Why Do You Mix Pork Fat With Deer Meat When Grinding?

Mixing pork fat with venison provides moisture, flavor, and cohesion to your venison grounds and a soft texture that outperforms beef fat. Additionally, venison is generally lean meat, so it needs pork fat to bind the venison grounds together.

Otherwise, you may find yourself struggling to cook pure venison patties that easily break apart.

Purists may find this problematic, thinking that precious venison meat deserves to be enjoyed free from other types of red meat that are not as lean or healthy.

The thing about the lean nature of venison is that it makes it challenging to prepare several other meat-based dishes without compromising quality.

However, if only you can toss just the right amount of pork fat into your grinder, you can expect a marbly grind that closely resembles the most common patties – beef patties.

The combination of flavorful pork fat and venison also results in a delectable ground mix. When ground, the combination of juicy pork and deer meat leaves you satisfied while also free from the greasy after-taste that comes with, say, beef.

Sausages with the perfect pork fat to venison ratio coupled with the ideal preparation steps can leave you wanting more.
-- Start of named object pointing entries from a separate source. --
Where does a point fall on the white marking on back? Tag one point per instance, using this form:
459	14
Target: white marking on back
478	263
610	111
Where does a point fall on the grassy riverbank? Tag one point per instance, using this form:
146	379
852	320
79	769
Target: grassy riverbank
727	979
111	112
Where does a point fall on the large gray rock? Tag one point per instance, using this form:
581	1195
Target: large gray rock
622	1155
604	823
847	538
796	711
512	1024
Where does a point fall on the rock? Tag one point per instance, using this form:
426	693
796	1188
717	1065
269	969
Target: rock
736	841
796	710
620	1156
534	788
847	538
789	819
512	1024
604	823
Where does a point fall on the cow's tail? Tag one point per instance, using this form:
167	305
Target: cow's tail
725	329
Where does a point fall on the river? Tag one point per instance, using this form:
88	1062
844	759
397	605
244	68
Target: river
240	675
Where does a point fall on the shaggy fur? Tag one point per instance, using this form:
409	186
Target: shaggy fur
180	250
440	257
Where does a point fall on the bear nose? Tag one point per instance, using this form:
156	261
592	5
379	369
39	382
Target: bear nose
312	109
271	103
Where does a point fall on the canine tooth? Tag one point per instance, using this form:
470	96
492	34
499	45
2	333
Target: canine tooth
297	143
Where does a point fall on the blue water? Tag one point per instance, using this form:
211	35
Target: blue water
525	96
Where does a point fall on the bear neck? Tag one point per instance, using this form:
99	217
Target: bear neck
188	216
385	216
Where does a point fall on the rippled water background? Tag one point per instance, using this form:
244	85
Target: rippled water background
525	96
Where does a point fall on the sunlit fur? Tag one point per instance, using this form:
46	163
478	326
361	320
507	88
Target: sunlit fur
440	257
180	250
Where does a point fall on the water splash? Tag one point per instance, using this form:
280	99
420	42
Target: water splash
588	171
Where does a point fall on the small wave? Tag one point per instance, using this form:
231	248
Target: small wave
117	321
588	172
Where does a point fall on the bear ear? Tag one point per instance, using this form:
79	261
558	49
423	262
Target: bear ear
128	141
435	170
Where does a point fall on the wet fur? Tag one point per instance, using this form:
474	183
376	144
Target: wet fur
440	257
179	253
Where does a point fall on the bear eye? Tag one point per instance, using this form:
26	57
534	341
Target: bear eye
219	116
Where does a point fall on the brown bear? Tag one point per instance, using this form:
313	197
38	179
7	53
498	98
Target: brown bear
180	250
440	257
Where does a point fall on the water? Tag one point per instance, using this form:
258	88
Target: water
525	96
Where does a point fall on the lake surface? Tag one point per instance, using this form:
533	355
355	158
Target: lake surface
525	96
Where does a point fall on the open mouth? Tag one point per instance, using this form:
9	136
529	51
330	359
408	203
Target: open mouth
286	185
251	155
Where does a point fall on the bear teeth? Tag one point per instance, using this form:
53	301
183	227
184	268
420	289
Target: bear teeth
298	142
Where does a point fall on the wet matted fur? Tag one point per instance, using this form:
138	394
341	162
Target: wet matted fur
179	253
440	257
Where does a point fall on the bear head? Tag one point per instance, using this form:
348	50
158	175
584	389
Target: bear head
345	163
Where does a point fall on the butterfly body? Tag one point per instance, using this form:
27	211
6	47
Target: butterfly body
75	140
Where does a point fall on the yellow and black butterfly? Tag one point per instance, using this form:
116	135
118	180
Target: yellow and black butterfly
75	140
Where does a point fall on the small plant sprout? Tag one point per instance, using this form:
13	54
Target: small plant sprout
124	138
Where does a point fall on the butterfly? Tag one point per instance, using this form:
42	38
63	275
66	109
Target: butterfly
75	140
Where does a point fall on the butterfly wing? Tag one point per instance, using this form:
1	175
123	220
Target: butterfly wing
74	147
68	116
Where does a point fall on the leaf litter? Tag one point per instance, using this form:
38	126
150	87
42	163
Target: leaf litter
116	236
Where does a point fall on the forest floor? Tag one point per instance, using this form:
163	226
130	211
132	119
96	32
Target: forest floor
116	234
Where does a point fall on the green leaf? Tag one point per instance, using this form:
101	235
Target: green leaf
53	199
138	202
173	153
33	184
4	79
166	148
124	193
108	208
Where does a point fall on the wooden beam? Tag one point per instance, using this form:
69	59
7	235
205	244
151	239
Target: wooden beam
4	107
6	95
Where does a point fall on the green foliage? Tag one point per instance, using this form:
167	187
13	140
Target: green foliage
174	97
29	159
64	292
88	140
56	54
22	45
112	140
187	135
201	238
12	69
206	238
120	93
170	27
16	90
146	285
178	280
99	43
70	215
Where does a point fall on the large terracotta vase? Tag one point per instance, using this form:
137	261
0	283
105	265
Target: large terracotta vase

Besides the seasoning added to the pork and venison mix, the pork fat itself already adds flavor to your deer meat.

The moisture extracted from different types of pork cuts, such as bacon and belly, makes the entire meal even more satisfying.

The lean nature of venison makes it quickly dry out during meal prep, so the extra fat accords you with the juiciness necessary to enjoy delicious – but dry – meat.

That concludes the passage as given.